Hi @avitial, I meet the same error when I use GPU/VPU plugin which works well in CPU:
File "C:\Users\ruonanw1\Miniconda3\envs\ruonan_nano\lib\site-packages\openvino\runtime\ie_api.py", line 387, in compile_model
super().compile_model(model, device_name, {} if config is None else config),
RuntimeError: get_shape was called on a descriptor::Tensor with dynamic shape
@ilya-lavrenov, I wonder the progress for support of dynamic shapes on Intel GPU plugin?
@wang7393 no update yet, in addition to the performance issue you reported I had faced a bad_alloc error with benchmark_app and your model. The development team has been looking into these issues.
The bad_alloc was caused due to too large output memory allocation failure.
The current gaps for dynamic vs static will be addressed separately, so far I don't have updates or ETA from dev team on this. Will share more details as they become available.
This issue will be closed in 2 weeks in case of no activity.
@wang7393 please have a chance to test the pre-release for the upcoming 2023.0 as I can see improvements there while running your model (epoch-0.onnx) on the same hardware.

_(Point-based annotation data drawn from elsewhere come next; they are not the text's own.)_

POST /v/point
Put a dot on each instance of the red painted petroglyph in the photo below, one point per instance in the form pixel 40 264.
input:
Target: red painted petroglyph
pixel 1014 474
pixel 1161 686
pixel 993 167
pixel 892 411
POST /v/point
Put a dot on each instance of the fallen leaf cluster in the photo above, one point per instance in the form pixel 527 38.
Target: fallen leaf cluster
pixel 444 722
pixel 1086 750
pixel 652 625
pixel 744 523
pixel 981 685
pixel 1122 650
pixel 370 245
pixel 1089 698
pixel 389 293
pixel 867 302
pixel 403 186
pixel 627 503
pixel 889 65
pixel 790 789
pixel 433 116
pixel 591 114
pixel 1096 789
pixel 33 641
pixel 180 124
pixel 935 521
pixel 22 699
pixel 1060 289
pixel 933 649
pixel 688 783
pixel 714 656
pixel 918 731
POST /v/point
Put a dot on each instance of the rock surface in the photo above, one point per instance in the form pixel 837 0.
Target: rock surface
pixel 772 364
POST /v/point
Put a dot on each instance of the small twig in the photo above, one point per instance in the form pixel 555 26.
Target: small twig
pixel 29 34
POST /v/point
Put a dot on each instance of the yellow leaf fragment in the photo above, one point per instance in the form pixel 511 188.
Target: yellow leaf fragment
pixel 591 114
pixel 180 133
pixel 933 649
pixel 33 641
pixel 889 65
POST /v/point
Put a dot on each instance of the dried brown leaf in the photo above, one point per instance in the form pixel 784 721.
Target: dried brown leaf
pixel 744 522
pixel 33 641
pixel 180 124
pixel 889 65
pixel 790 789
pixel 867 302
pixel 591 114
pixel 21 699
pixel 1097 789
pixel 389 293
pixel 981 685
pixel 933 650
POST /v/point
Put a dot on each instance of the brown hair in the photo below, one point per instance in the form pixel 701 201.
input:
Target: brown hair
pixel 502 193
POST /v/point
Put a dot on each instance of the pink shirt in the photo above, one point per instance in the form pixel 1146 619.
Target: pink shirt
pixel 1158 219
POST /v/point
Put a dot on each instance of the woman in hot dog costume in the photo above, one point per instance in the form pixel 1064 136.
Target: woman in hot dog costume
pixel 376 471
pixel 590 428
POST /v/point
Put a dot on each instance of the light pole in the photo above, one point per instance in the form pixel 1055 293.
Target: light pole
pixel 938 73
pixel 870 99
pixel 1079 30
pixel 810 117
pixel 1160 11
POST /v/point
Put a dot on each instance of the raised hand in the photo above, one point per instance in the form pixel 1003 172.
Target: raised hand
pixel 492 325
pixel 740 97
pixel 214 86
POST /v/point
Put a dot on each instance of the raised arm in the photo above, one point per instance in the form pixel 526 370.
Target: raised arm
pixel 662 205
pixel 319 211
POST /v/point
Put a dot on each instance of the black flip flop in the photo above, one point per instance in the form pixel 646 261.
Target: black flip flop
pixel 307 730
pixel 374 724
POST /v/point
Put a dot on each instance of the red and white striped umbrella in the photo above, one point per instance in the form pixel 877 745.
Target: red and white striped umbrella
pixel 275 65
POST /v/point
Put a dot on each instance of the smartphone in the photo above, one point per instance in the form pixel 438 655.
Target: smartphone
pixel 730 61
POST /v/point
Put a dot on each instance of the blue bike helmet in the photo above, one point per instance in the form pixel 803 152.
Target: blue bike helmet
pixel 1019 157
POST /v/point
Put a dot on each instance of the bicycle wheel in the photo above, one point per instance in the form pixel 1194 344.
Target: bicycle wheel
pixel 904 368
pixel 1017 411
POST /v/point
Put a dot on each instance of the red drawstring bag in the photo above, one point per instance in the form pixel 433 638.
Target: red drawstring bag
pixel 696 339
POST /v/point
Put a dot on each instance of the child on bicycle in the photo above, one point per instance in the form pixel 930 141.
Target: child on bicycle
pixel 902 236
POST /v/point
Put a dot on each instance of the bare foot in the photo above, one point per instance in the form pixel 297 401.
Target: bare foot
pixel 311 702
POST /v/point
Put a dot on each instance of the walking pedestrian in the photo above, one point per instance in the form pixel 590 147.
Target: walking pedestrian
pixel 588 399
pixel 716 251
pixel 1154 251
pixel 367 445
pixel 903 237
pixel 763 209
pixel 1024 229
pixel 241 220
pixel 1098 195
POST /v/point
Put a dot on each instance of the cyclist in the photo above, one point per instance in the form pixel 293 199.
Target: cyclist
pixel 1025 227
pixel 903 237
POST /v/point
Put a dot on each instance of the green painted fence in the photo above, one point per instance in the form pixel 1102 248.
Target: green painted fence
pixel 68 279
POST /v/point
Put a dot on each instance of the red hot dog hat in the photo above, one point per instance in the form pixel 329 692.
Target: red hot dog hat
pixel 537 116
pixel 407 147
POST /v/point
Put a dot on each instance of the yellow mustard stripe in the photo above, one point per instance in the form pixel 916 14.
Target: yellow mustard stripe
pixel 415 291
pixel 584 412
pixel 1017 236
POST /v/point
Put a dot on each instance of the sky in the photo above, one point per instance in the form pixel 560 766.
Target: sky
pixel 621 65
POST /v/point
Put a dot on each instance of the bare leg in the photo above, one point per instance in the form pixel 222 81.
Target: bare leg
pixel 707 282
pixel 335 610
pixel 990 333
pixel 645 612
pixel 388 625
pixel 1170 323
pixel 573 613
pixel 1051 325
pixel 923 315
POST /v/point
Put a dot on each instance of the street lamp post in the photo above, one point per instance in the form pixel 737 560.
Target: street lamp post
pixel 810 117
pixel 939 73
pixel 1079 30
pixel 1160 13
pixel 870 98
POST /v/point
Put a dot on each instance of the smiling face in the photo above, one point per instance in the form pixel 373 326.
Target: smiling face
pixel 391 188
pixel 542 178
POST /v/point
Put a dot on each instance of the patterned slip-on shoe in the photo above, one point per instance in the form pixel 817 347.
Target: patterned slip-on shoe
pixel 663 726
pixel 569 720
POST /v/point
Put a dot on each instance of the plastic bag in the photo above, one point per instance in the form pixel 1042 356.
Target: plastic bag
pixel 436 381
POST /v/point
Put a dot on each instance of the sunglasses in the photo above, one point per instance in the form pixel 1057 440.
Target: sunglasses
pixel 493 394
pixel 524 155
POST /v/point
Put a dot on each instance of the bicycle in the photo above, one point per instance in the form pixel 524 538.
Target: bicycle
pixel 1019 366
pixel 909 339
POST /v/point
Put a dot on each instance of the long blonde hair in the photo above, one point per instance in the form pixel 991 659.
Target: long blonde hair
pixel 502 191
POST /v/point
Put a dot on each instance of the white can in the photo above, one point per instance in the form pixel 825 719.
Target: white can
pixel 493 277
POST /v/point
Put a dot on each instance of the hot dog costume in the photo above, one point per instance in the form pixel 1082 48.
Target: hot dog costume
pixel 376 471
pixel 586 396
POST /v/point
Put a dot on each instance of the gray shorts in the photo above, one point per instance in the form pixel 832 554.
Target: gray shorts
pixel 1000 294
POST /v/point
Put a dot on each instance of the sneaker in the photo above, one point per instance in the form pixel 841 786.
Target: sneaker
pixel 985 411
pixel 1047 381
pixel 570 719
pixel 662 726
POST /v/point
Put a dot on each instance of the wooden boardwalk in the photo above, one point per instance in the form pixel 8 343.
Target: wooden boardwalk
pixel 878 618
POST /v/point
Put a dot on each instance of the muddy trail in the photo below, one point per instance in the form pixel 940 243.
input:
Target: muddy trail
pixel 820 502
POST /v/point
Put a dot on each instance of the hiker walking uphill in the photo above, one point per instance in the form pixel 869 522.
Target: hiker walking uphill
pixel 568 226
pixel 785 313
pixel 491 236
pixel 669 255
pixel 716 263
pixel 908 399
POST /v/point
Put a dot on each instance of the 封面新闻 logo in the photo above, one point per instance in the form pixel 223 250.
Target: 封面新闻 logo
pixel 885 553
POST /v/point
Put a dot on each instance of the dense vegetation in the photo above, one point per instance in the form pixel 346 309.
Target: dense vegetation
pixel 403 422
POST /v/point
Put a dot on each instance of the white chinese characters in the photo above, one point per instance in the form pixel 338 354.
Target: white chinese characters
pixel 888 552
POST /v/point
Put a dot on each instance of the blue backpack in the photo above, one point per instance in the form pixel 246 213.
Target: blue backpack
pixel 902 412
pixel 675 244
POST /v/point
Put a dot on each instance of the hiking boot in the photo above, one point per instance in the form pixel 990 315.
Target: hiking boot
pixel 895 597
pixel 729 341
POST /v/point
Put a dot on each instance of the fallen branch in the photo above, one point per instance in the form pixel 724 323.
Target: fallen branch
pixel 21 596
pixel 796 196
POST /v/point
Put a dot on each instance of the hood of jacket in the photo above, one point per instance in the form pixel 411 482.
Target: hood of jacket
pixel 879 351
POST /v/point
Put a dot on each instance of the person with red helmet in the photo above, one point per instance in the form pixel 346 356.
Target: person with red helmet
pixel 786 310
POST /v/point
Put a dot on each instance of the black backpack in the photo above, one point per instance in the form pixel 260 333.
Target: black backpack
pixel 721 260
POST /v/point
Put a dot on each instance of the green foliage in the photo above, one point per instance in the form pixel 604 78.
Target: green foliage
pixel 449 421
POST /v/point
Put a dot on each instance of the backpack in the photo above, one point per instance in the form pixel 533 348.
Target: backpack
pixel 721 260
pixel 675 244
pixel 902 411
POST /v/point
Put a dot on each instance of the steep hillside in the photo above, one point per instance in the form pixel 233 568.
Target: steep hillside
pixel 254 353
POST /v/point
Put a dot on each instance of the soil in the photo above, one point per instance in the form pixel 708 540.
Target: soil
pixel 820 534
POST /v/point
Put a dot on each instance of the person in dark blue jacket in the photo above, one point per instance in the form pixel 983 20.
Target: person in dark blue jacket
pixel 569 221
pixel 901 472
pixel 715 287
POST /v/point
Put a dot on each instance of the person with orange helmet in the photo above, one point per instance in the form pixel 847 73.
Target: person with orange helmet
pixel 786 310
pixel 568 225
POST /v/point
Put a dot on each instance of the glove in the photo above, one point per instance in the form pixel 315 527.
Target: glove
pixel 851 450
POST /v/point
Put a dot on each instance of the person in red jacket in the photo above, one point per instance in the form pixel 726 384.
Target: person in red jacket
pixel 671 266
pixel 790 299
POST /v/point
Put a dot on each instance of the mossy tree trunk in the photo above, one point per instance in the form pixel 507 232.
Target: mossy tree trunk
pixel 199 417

You can install pre-release with pip install openvino-dev==2023.0.0.dev20230427. For information on this pre-release kindly refer to the following resources:
- https://docs.openvino.ai/nightly/prerelease_information.html
- https://github.com/openvinotoolkit/openvino/releases/tag/2023.0.0.dev20230427
- https://pypi.org/project/openvino-dev/2023.0.0.dev20230427/
| ONNX-RT | OV-2022.1 | OV-2023.0 pre-release |
|---|---|---|
| Images to process: 100 Total inference time: 3.36 s Avg. inference time: 33.59 ms |
using static model images to process: 100 total inference time: 2.29 s avg. inference time: 22.89 ms |
using static model images to process: 100 total inference time: 1.28 s avg. inference time: 12.85 ms |
| using dynamic model images to process: 100 total inference time: 2.12 s avg. inference time: 21.23 ms |
using dynamic model images to process: 100 total inference time: 1.37 s avg. inference time: 13.66 ms |
Closing this issue, I hope previous responses were sufficient to help you proceed. Feel free to reopen and ask additional questions related to this topic.